CLAT-2027 Blog

Assam UCC Bill 2026 Passed: Tribal Exemption Sparks Article 25 + Sixth Schedule Debate

CURRENT AFFAIRS | 28 MAY 2026

The Assam Legislative Assembly on Wednesday, 27 May 2026 passed the Uniform Civil Code (UCC) Bill, 2026 after a five-hour-plus debate, making Assam the third State of independent India – after Uttarakhand (2024) and Gujarat (2025) – to put a UCC on its statute book, and the first State of the Northeast to do so. Chief Minister Himanta Biswa Sarma defended the legislation as a “reform-oriented” code to deliver gender justice, while exempting Scheduled Tribes and Sixth Schedule areas. The Congress and AIUDF Opposition called it constitutionally vulnerable, citing Articles 25, 26 and 29 of the Constitution.

Constitutional Framework

  • Article 44 (DPSP): “The State shall endeavour to secure for the citizens a uniform civil code throughout the territory of India.” Non-justiciable but a directive ideal.
  • Article 25: Freedom of conscience and free profession, practice and propagation of religion – subject to public order, morality and health.
  • Article 26: Freedom of every religious denomination to manage its own affairs.
  • Article 29: Right of any section of citizens having a distinct language, script or culture to conserve the same.
  • Article 244 + Sixth Schedule: Administration of tribal areas of Assam, Meghalaya, Tripura and Mizoram – Autonomous District Councils (Bodoland TC, Karbi Anglong, Dima Hasao) hold legislative + judicial powers over customary law and inheritance.
  • Article 371(B): Special constitutional provision for Assam empowering a tribal-areas committee of the Assembly.

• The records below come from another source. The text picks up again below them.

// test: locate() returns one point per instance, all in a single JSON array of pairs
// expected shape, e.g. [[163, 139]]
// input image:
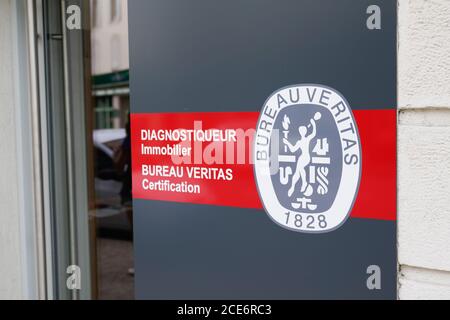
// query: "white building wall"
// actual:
[[10, 245], [424, 149], [109, 38]]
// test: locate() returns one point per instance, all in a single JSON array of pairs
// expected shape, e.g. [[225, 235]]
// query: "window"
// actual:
[[94, 13], [115, 53], [116, 6]]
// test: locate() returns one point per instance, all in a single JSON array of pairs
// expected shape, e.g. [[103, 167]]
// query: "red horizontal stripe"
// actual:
[[377, 193]]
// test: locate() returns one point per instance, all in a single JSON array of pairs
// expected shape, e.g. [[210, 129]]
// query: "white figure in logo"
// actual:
[[305, 157]]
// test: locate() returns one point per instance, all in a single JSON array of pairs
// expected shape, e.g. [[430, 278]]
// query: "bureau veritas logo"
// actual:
[[307, 157]]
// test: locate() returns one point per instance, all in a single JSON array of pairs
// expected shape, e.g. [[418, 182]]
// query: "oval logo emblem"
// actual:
[[307, 157]]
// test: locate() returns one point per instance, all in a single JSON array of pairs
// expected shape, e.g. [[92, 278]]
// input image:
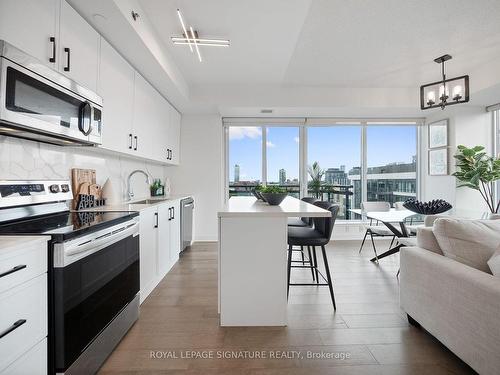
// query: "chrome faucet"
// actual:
[[130, 193]]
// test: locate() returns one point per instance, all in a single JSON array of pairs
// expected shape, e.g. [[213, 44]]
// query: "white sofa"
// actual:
[[457, 303]]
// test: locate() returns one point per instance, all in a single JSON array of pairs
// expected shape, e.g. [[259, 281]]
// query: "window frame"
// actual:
[[303, 124]]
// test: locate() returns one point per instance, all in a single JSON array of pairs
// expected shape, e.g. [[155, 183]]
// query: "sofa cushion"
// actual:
[[426, 240], [471, 242], [494, 263]]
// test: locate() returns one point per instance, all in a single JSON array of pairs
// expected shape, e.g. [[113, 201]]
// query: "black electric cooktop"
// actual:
[[66, 225]]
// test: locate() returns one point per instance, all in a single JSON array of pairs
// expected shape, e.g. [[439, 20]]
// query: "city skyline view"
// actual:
[[331, 147]]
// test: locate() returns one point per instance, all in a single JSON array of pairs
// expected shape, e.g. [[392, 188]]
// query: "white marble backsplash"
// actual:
[[28, 160]]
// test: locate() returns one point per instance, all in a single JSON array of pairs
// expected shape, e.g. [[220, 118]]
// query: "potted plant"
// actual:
[[273, 194], [256, 191], [316, 174], [479, 171]]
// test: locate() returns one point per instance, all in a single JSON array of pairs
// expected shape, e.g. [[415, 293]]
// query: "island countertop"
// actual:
[[290, 207]]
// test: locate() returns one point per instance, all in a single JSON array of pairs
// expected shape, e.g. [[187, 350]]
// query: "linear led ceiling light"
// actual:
[[190, 38]]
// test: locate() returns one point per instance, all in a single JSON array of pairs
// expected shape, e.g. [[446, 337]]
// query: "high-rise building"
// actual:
[[282, 176], [336, 176], [236, 173]]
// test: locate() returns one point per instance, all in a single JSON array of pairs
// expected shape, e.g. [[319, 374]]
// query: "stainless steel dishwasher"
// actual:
[[187, 207]]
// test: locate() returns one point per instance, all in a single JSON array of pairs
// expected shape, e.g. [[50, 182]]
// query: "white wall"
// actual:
[[200, 171], [22, 159], [469, 126]]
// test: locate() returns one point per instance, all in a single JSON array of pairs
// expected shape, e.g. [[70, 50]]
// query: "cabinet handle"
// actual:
[[15, 269], [53, 41], [68, 59], [14, 326]]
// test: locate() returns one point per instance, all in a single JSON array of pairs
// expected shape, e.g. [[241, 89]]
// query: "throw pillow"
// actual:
[[494, 263], [471, 242]]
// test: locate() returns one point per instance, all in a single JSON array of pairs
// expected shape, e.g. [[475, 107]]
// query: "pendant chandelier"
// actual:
[[437, 94]]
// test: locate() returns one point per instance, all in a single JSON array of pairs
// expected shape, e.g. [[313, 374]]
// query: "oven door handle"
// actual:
[[102, 241]]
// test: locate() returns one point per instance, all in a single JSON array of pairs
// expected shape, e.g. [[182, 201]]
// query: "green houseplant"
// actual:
[[273, 194], [316, 174], [479, 171]]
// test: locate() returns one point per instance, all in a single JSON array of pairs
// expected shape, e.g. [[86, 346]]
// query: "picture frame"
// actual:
[[438, 134], [438, 162]]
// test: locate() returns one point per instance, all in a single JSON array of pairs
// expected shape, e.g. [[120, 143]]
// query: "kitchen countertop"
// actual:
[[290, 207], [15, 243], [132, 206]]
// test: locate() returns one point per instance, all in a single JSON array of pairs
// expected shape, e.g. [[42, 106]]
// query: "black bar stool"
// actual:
[[318, 235], [303, 222]]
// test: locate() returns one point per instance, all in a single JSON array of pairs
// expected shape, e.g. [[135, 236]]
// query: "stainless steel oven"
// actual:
[[39, 103], [96, 295]]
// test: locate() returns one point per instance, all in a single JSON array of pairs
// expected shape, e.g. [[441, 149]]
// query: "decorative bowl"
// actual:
[[436, 206], [256, 194], [274, 199]]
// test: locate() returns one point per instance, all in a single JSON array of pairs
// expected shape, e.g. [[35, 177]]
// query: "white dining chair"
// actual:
[[376, 230]]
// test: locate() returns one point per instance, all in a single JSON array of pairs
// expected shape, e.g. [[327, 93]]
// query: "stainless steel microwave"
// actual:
[[39, 103]]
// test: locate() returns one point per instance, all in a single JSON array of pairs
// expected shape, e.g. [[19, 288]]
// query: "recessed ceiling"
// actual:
[[337, 43]]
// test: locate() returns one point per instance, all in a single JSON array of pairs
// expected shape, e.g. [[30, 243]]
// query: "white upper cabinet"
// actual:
[[137, 119], [29, 25], [116, 86], [174, 135], [79, 48], [145, 117]]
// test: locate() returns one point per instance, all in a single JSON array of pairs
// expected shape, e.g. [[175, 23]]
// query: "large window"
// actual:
[[391, 175], [282, 154], [333, 165], [342, 162], [245, 159]]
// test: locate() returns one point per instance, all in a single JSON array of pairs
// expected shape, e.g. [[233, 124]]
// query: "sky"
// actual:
[[330, 146]]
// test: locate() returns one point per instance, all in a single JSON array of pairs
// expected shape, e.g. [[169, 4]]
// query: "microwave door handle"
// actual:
[[52, 40], [68, 61], [103, 241]]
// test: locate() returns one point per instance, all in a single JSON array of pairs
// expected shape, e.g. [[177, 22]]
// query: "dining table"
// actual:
[[395, 220]]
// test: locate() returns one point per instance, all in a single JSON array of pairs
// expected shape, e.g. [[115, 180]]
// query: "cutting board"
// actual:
[[80, 177]]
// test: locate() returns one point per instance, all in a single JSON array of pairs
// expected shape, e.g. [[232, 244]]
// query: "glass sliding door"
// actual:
[[245, 159], [391, 174], [334, 165], [282, 154]]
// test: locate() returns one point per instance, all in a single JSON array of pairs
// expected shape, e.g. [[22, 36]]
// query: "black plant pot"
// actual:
[[274, 199], [256, 194]]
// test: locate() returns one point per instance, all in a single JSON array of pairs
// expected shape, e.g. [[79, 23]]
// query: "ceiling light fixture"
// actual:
[[190, 37], [184, 29], [437, 94], [194, 37]]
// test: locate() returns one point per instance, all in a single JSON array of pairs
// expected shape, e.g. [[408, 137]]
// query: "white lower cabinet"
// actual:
[[33, 362], [23, 306], [159, 243], [148, 250]]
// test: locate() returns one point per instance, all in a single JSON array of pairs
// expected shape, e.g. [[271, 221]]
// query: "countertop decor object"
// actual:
[[434, 207], [273, 195]]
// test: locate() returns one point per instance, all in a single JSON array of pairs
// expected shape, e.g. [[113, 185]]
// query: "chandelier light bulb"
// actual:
[[457, 92]]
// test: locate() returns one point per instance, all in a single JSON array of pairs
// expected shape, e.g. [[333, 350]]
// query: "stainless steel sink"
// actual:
[[149, 201]]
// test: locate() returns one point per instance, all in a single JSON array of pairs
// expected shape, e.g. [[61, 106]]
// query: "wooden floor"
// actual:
[[367, 335]]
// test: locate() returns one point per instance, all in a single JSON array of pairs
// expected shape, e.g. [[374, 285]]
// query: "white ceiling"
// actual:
[[330, 43]]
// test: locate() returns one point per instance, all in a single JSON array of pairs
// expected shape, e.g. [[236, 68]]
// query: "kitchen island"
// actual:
[[253, 259]]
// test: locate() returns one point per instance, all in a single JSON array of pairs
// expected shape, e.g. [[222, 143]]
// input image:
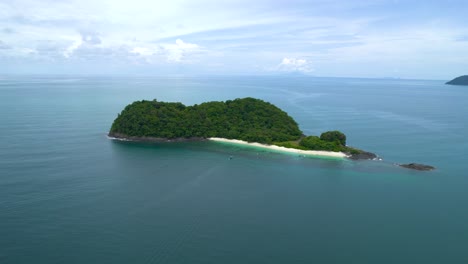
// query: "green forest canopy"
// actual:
[[248, 119]]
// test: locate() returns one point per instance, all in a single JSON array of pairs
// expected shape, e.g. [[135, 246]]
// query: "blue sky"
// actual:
[[354, 38]]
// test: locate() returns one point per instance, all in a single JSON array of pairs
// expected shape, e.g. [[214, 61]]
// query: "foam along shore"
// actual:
[[283, 149]]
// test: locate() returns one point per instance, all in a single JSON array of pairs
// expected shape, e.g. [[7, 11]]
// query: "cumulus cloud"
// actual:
[[90, 38], [3, 45], [180, 51], [295, 65]]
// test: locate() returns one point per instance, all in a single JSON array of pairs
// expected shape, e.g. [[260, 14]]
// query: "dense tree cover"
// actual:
[[246, 119], [328, 143], [334, 136]]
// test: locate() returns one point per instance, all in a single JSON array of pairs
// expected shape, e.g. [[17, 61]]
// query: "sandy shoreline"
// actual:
[[283, 149]]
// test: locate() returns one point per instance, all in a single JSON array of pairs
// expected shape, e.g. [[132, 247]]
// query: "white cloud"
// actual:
[[295, 65], [180, 51], [4, 45]]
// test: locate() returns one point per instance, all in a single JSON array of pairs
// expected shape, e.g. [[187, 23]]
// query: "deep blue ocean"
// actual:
[[68, 194]]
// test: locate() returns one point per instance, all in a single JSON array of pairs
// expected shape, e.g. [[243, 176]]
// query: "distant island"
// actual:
[[462, 80], [241, 120]]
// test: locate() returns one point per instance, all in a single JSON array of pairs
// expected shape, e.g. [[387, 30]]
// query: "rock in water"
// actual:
[[364, 155], [416, 166], [462, 80]]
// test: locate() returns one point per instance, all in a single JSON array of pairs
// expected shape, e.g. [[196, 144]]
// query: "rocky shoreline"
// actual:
[[123, 137]]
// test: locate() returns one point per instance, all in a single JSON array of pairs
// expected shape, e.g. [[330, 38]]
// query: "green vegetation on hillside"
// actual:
[[247, 119]]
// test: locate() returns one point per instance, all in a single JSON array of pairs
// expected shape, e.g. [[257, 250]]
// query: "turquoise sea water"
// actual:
[[68, 194]]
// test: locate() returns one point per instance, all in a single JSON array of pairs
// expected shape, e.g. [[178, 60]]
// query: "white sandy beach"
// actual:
[[283, 149]]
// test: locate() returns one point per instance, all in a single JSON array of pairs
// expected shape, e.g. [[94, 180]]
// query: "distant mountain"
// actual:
[[462, 80]]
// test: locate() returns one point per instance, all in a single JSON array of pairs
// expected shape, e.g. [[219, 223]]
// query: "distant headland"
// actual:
[[243, 121], [461, 80]]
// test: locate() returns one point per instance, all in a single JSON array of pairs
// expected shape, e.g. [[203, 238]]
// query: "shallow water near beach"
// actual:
[[68, 194]]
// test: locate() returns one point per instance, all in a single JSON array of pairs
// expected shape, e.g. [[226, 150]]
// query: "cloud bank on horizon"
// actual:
[[381, 38]]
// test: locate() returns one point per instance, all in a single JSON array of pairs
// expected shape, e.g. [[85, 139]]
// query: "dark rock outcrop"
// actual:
[[462, 80], [417, 166]]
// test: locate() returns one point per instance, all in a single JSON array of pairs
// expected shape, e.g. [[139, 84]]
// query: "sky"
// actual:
[[340, 38]]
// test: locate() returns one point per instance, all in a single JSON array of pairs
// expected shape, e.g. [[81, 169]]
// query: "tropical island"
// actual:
[[461, 80], [246, 120]]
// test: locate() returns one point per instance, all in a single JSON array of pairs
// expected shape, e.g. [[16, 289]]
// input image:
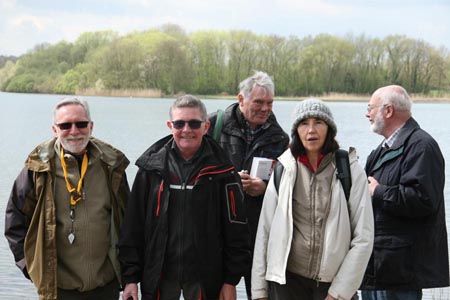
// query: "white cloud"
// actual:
[[24, 26]]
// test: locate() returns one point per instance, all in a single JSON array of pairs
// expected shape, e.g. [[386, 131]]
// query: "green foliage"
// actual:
[[166, 58], [23, 83]]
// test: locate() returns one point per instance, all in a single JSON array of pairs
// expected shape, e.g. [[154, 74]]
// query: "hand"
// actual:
[[130, 292], [228, 292], [373, 183], [253, 186]]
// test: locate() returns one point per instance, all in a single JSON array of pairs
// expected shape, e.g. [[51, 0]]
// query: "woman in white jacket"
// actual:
[[312, 244]]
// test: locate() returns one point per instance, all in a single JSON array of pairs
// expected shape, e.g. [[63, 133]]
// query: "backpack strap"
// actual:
[[218, 126], [343, 168], [277, 172]]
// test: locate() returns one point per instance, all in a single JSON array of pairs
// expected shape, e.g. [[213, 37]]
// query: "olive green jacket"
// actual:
[[30, 220]]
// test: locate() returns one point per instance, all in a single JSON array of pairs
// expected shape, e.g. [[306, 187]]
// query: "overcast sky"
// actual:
[[26, 23]]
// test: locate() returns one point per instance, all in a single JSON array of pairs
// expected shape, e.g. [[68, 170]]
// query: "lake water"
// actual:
[[133, 124]]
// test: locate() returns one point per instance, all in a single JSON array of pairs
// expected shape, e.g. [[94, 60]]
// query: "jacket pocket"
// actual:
[[393, 260], [235, 204]]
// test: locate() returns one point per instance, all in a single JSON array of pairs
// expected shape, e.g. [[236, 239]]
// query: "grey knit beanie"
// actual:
[[312, 108]]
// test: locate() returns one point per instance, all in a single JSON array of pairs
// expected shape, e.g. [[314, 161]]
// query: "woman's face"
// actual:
[[312, 133]]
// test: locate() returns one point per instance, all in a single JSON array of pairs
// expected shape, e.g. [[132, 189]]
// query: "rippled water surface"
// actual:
[[132, 124]]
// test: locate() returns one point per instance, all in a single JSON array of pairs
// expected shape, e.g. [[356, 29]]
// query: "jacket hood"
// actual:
[[154, 157]]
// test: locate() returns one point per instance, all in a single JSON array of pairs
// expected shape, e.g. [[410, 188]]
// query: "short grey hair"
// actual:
[[259, 78], [72, 101], [189, 101], [398, 97]]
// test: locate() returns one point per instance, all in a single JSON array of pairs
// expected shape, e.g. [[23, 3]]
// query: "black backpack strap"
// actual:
[[343, 168], [277, 172], [218, 126]]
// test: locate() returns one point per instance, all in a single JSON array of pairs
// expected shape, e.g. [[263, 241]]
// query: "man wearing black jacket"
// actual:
[[406, 181], [250, 130], [185, 228]]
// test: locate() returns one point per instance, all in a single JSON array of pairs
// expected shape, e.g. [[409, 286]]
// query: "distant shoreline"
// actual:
[[332, 97], [336, 97]]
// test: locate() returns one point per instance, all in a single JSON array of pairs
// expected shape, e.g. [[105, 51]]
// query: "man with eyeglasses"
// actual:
[[65, 210], [185, 229], [406, 181], [250, 130]]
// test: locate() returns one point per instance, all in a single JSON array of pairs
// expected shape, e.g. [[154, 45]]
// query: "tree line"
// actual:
[[213, 62]]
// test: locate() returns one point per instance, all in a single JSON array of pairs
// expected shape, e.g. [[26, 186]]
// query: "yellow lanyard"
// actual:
[[75, 194]]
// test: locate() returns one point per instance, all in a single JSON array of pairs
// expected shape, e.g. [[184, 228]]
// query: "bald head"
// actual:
[[389, 108]]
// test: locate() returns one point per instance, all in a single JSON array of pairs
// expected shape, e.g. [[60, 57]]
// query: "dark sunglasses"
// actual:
[[193, 124], [68, 125]]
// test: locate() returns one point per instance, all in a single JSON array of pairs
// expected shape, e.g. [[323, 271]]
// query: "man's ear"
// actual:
[[207, 125], [55, 132], [241, 99]]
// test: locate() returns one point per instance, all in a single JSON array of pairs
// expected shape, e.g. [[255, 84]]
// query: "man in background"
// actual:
[[406, 181], [249, 130], [65, 210]]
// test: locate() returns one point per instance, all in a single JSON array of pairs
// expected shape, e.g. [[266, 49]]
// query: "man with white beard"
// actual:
[[406, 182], [65, 210]]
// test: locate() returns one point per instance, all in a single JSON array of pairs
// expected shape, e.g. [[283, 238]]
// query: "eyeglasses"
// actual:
[[193, 124], [68, 125], [369, 108]]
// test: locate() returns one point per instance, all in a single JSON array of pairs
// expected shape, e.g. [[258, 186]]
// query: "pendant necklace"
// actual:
[[75, 194]]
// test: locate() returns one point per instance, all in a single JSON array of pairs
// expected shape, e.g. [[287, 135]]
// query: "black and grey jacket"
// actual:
[[217, 215]]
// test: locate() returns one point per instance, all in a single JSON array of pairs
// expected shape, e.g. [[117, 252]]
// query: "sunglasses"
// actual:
[[68, 125], [193, 124]]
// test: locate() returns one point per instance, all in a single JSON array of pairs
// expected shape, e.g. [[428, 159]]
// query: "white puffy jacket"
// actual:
[[345, 254]]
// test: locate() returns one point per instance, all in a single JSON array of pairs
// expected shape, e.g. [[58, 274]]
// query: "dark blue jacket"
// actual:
[[410, 246], [220, 235], [270, 143]]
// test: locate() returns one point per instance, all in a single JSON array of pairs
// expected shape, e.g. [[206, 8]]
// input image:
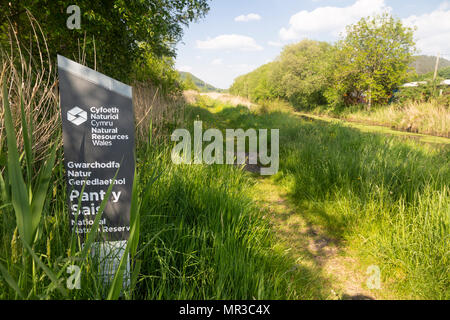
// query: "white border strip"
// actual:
[[94, 76]]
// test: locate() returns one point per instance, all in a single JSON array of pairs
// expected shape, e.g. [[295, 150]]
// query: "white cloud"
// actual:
[[248, 17], [185, 68], [275, 44], [433, 30], [230, 42], [330, 20]]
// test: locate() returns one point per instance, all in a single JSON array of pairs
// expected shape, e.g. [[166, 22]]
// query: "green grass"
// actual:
[[202, 235], [431, 118], [388, 198]]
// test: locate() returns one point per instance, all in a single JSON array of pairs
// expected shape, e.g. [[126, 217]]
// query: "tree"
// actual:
[[371, 61], [125, 31], [300, 74], [189, 84]]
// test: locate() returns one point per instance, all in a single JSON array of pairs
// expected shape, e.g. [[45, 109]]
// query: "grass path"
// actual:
[[334, 267]]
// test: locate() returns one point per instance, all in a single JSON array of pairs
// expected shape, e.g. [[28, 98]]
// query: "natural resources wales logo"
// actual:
[[77, 116]]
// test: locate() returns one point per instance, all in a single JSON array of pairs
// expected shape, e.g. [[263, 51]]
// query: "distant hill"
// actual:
[[202, 85], [426, 64]]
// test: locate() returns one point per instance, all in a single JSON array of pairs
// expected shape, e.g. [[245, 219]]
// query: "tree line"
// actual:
[[366, 65]]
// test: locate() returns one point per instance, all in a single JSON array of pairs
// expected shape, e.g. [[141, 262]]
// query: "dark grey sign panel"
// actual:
[[98, 136]]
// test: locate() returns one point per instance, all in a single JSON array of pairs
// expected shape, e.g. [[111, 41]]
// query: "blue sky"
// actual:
[[238, 36]]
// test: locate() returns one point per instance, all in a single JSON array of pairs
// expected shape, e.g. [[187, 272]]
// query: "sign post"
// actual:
[[98, 135]]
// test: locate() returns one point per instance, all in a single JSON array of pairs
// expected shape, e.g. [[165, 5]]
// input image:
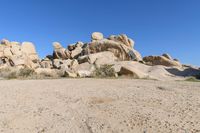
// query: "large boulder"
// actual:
[[120, 50], [97, 36], [16, 49], [131, 68], [76, 52], [59, 52], [161, 60], [5, 42], [85, 70], [122, 39], [7, 52], [99, 59]]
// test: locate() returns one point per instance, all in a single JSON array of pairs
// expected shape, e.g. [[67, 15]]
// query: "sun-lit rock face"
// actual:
[[112, 56], [14, 54]]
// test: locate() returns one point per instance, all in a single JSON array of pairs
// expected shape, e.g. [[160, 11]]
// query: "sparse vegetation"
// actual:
[[104, 71], [26, 72], [193, 79]]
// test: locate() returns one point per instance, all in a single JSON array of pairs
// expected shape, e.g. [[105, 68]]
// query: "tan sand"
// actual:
[[99, 106]]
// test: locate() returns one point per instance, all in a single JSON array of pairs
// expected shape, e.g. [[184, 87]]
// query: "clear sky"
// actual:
[[157, 26]]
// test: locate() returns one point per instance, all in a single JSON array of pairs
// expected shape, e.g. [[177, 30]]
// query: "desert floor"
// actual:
[[99, 106]]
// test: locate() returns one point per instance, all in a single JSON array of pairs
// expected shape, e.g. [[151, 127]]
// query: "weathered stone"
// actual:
[[17, 61], [16, 49], [167, 56], [46, 64], [120, 50], [46, 72], [97, 36], [71, 74], [74, 64], [7, 52], [161, 60], [5, 42], [85, 70], [122, 39], [100, 58], [79, 44], [29, 49], [57, 63], [76, 52], [130, 68], [59, 52]]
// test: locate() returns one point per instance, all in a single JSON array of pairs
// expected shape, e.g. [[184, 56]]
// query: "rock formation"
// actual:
[[14, 54], [84, 59]]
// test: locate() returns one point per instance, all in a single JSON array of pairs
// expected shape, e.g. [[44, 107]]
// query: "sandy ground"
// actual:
[[99, 106]]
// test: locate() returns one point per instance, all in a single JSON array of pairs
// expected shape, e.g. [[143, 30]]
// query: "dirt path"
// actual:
[[99, 106]]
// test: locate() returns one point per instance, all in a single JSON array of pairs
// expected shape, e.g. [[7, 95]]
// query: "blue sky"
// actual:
[[156, 26]]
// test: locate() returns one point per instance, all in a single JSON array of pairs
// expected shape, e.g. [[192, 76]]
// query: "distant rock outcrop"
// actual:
[[115, 55], [14, 54]]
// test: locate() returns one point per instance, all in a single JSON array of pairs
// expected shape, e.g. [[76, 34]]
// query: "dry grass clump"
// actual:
[[27, 73], [8, 73], [104, 71], [193, 79]]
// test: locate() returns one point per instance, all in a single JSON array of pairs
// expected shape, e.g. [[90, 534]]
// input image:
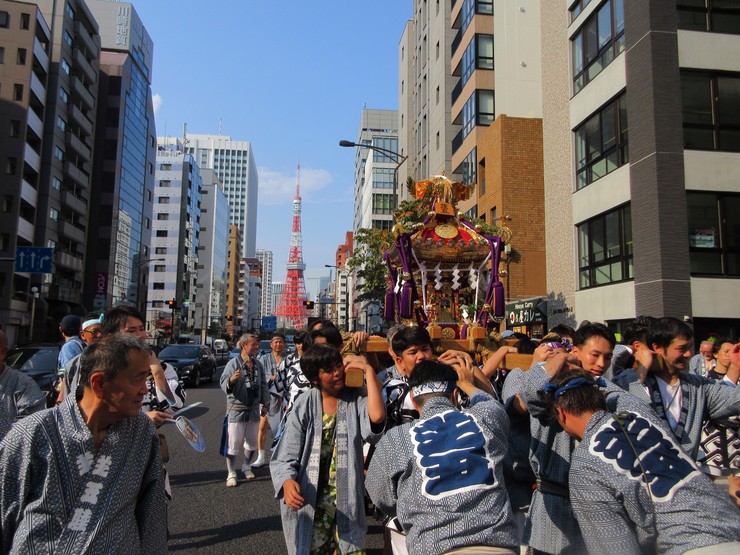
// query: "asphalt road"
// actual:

The CLAT Angle – Why This Matters

UCC is a perennial CLAT Polity hotspot because it sits at the intersection of three of the most contested constitutional axes: DPSP vs Fundamental Rights, federalism vs uniformity, and majority law vs minority cultural autonomy.

The Supreme Court has repeatedly directed the State towards a UCC: Mohd Ahmed Khan v Shah Bano Begum (1985) recognised maintenance under Section 125 CrPC and recommended Article 44; Sarla Mudgal v Union of India (1995) confronted polygamy through religious conversion; John Vallamattom v Union of India (2003) struck down Section 118 of the Indian Succession Act (Christian wills restriction) and reiterated Article 44.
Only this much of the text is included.